NPU

RK3568 has a NPU(

Neural Process Unit

) that Neural network acceleration engine with processing performance
up to 1 TOPS. Using this NPU module needs to download

RKNN SDK

 which provides programming interfaces for RK3566/RK3568 chip
platforms with NPU. This SDK can help users deploy RKNN models
exported by RKNN-Toolkit2 and accelerate the implementation of AI
applications

The contents of what you will get:

   └── RK_NPU_SDK_1.3.0
       ├── rknn-toolkit2-1.3.0        // toolkit2, for X86_64 PC
       │   ├── ...
       │   └── rknn_toolkit_lite2     // lite version of toolkit2, for arm64 platform
       ├── rknpu2_1.3.0.tar.gz        // this is the RKNN SDK, remember to unzip it
       └── Rockchip_Quick_Start_RKNN_SDK_V1.3.0_CN.pdf

RKNN Model

RKNN is the model type used by the Rockchip NPU platform. It is a
model file ending with the suffix ".rknn ". RKNN SDK provides a
complete model transformation Python tool for users to convert their
self-developed algorithm model into RKNN model

The RKNN model can run directly on the RK3568 platform. There are
demos under "rknpu2_1.3.0/examples". Refer to the "README.md" to
compile Android or Linux Demo (Need cross-compile environment).

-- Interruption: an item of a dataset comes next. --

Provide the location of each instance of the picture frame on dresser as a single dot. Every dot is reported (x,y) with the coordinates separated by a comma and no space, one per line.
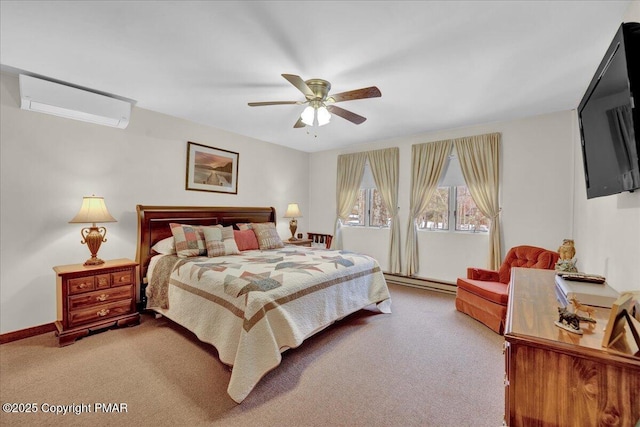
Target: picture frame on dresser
(211,169)
(619,318)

You
can also just download compiled

demo

.

First prepare the runtime environment for AIO-3568J :

Android

   adb root && adb remount
   adb push rknpu2_1.3.0/runtime/RK356X/Android/librknn_api/arm64-v8a/* /vendor/lib64
   adb push rknpu2_1.3.0/runtime/RK356X/Android/librknn_api/arm64-v8a/* /vendor/lib

Linux

   adb push rknpu2_1.3.0/runtime/RK356X/Linux/librknn_api/aarch64/* /usr/lib

Push demo to AIO-3568J and run:

   :/ # cd /data/rknn_ssd_demo_Android/    (use rknn_ssd_demo_Linux in Linux System)
   :/data/rknn_ssd_demo_Android # chmod 777 rknn_ssd_demo
   :/data/rknn_ssd_demo_Android # export LD_LIBRARY_PATH=./lib
   :/data/rknn_ssd_demo_Android # ./rknn_ssd_demo model/RK356X/ssd_inception_v2.rknn model/road.bmp (In linux it's bus.jpg)
   Loading model ...
   rknn_init ...
   model input num: 1, output num: 2
   input tensors:
     index=0, name=Preprocessor/sub:0, n_dims=4, dims=[1, 300, 300, 3], n_elems=270000, size=270000, fmt=NHWC, type=UINT8, qnt_type=AFFINE, zp=0, scale=0.007812
   output tensors:
     index=0, name=concat:0, n_dims=4, dims=[1, 1917, 1, 4], n_elems=7668, size=30672, fmt=NHWC, type=FP32, qnt_type=AFFINE, zp=53, scale=0.089455
     index=1, name=concat_1:0, n_dims=4, dims=[1, 1917, 91, 1], n_elems=174447, size=697788, fmt=NHWC, type=FP32, qnt_type=AFFINE, zp=53, scale=0.143593
   rknn_run
   loadLabelName
   ssd - loadLabelName ./model/coco_labels_list.txt
   loadBoxPriors
   person @ (13 125 59 212) 0.984696
   person @ (110 119 152 197) 0.969119
   bicycle @ (171 165 278 234) 0.969119
   person @ (206 113 256 216) 0.964519
   car @ (146 133 216 170) 0.959264
   person @ (49 133 58 156) 0.606060
   person @ (83 134 92 158) 0.606060
   person @ (96 135 106 162) 0.464163

RKNN-Toolkit-lite2

The demo mentioned above is using C/C++ program to deploy models. This
requires developers to be familiar with RKNN API to customize.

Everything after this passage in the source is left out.